When a child is an infant, they first explore the world through their mouths. If you notice, around 4 months of age everything starts going in their mouth. Toys, blankets, fingers, everything. In fact, as an occupational therapist, it’s one of the first movements I really look for when treating infants. Are they bringing items to their mouth?

Some children will be orally defensive and not place anything in their mouth. Or, they may not even realize they have a mouth to place an object into. Children experiencing these situations may need a little more assistance than others when it comes to introducing tooth brushing.

For the rest of the kids that are mouthing everything, the first way to start the tooth brushing process can be as simple as presenting your child with a silicon toy that has soft silicon bristles on it. One of my daughter’s favorites was the Baby Banana

Not only did my daughter use this as a teething toy, but it acclimated her to bristles in her mouth. Sometimes, I would use a silicon finger toothbrush such as Dr. Brown’s to gently massage her gums and get her used to the feeling of having a toothbrush in her mouth.

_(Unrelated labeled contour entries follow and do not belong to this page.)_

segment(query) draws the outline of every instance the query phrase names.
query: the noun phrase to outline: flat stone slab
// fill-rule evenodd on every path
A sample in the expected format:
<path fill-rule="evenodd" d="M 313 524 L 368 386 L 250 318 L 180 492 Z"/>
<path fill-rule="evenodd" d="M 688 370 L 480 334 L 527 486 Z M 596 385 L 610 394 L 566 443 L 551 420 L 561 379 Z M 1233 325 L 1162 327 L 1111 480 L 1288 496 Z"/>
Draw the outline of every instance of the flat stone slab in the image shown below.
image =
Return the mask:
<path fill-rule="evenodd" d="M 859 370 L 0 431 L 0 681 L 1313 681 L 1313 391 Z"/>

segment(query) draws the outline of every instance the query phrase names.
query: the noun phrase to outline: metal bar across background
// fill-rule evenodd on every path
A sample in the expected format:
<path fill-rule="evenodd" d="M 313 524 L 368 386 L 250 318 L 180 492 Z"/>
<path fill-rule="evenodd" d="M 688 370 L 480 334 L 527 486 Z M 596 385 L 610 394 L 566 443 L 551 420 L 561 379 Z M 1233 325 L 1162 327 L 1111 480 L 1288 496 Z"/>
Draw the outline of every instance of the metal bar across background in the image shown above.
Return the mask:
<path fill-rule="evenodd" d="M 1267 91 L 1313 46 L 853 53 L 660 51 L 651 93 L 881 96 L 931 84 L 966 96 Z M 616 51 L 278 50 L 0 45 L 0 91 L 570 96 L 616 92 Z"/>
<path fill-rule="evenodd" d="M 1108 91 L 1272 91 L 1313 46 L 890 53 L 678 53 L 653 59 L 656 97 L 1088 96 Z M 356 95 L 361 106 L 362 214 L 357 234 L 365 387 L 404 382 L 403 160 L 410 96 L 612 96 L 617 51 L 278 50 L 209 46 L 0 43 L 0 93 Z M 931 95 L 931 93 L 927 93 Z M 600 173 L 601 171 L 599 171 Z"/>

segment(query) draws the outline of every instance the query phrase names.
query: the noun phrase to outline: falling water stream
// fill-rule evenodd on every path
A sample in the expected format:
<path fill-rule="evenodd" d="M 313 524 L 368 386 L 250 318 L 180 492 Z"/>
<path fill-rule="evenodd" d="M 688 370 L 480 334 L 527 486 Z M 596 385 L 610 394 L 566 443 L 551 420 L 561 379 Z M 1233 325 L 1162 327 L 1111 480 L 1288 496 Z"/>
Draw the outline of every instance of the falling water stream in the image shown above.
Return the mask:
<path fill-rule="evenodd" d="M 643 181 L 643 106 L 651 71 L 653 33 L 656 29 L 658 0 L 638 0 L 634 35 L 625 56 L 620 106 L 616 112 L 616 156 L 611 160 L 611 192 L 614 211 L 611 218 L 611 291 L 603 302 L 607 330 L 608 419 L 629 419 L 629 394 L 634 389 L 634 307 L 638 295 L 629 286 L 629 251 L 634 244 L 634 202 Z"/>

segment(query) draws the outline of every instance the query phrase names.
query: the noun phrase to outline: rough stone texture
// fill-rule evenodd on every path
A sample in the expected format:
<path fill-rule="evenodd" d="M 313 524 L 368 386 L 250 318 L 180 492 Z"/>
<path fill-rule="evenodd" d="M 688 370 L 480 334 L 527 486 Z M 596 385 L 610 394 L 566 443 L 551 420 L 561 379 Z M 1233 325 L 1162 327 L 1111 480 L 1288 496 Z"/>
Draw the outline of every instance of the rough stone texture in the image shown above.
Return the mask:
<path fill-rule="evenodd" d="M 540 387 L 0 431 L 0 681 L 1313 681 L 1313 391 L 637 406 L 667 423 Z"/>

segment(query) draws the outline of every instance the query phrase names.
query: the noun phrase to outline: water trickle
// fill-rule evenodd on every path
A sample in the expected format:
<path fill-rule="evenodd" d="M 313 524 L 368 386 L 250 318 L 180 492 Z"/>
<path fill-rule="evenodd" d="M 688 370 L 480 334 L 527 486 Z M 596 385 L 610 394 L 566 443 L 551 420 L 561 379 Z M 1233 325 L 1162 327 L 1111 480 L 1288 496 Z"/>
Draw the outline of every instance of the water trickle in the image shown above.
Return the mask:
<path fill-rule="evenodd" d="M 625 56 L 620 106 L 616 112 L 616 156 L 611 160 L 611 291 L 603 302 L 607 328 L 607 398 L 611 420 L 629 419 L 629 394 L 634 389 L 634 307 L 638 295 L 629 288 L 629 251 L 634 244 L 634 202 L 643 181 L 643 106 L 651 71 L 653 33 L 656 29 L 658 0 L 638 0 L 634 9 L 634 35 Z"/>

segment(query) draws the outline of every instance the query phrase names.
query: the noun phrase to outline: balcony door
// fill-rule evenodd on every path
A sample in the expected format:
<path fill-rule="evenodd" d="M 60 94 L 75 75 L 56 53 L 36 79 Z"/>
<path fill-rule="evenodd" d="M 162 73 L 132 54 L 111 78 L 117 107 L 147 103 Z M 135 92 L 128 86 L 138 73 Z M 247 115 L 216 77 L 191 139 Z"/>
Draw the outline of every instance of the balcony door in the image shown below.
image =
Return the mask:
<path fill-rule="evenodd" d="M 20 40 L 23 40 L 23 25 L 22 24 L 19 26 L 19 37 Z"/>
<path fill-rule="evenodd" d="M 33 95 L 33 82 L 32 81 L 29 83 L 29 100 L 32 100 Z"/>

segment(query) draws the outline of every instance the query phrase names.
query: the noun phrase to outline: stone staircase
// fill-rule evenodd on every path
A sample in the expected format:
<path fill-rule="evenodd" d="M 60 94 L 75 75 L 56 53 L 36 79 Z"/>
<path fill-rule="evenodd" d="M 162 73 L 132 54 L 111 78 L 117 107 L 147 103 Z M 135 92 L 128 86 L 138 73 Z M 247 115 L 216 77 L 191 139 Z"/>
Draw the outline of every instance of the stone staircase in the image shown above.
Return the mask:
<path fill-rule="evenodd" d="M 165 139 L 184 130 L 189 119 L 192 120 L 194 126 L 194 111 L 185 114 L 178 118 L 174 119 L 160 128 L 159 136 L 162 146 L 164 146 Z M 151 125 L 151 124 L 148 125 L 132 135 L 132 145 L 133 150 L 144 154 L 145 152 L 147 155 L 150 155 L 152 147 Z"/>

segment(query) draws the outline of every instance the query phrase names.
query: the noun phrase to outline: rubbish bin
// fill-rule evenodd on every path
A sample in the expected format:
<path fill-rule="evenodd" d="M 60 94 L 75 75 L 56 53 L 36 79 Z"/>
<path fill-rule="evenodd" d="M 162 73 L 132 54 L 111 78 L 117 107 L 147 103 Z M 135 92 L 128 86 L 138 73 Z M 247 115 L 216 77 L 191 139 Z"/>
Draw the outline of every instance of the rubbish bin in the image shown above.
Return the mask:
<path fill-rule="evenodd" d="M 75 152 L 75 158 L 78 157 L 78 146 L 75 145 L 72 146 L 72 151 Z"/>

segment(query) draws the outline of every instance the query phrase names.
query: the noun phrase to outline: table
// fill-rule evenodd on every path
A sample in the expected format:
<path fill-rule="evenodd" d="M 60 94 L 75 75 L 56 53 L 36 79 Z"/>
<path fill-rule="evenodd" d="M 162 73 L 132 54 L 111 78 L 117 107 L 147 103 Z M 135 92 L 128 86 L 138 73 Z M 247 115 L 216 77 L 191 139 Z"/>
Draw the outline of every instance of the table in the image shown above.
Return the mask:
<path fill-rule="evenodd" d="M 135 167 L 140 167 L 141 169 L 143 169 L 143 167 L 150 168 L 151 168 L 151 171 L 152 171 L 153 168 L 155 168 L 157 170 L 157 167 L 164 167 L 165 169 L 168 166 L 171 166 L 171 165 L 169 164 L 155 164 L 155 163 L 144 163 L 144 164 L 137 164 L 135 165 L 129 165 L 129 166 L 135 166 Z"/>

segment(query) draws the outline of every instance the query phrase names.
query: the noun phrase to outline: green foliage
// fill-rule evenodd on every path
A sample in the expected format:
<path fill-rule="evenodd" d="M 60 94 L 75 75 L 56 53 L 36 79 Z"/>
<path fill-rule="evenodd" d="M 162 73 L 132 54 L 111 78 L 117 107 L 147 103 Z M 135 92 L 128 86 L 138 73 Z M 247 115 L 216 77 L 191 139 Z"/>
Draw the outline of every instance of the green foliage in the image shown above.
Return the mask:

Once my daughter had about 8 teeth, we switched to a toddler toothbrush. My daughter happened to love the Jordan Step 1 Baby Toothbrush because she was able to brush her teeth on her own. As an occupational therapist I love it because it has a wide grip handle that is easy for her to hold and manipulate.

Speak with your pediatrician or pediatric dentist to find out which toothpaste they recommend and place a very small amount on the bristles. The way my daughter and I do it is mommy brushes first and then she can take over and brush for as long as she wants. Since I’m brushing first, I know that I am touching each tooth.

So what do you do if your child doesn’t want to brush their teeth? There are several ways to get them interested without forcing the matter. The first thing to do is brush your teeth in front of them. Show them how it’s done. Narrate the process for them: “Mommy takes out the toothbrush and puts some toothpaste on it. Then I brush brush brush…” Most kids will eventually reach the phase where they want to do whatever you’re doing. So the more you brush in front of them, the more interested they will likely become.

I have also learned as an occupational therapist that most kids will do anything for a song. It doesn’t have to be a song that you’ve heard…you can just make one up. For example, I used to sing this to the tune of ‘Row, Row, Row Your Boat’:

Brush, brush, brush your teeth

Brush them nice and clean

Brush, brush, brush your teeth

So they are nice and clean

The song makes no sense whatsoever, but my daughter loved it and it encouraged her to participate in the activity. It doesn’t matter what the words are to the song, as long as you sing it in a happy sing-song voice and it contains some words that are associated with what you’re asking your child to do, you’re going great!

Just remember, tooth brushing is something you want your child to eventually participate in daily. The earlier you introduce the process in a fun, stress-free manner, the more likely your child will participate later in life without hesitation. Early introduction can lead to stress-free, battle-free tooth brushing later. 🙂

 

***Just a gentle reminder that I am not recommending any particular products. I am simply letting you know which products worked for me and my daughter. If you find another one that works better for you and your little one, go for it!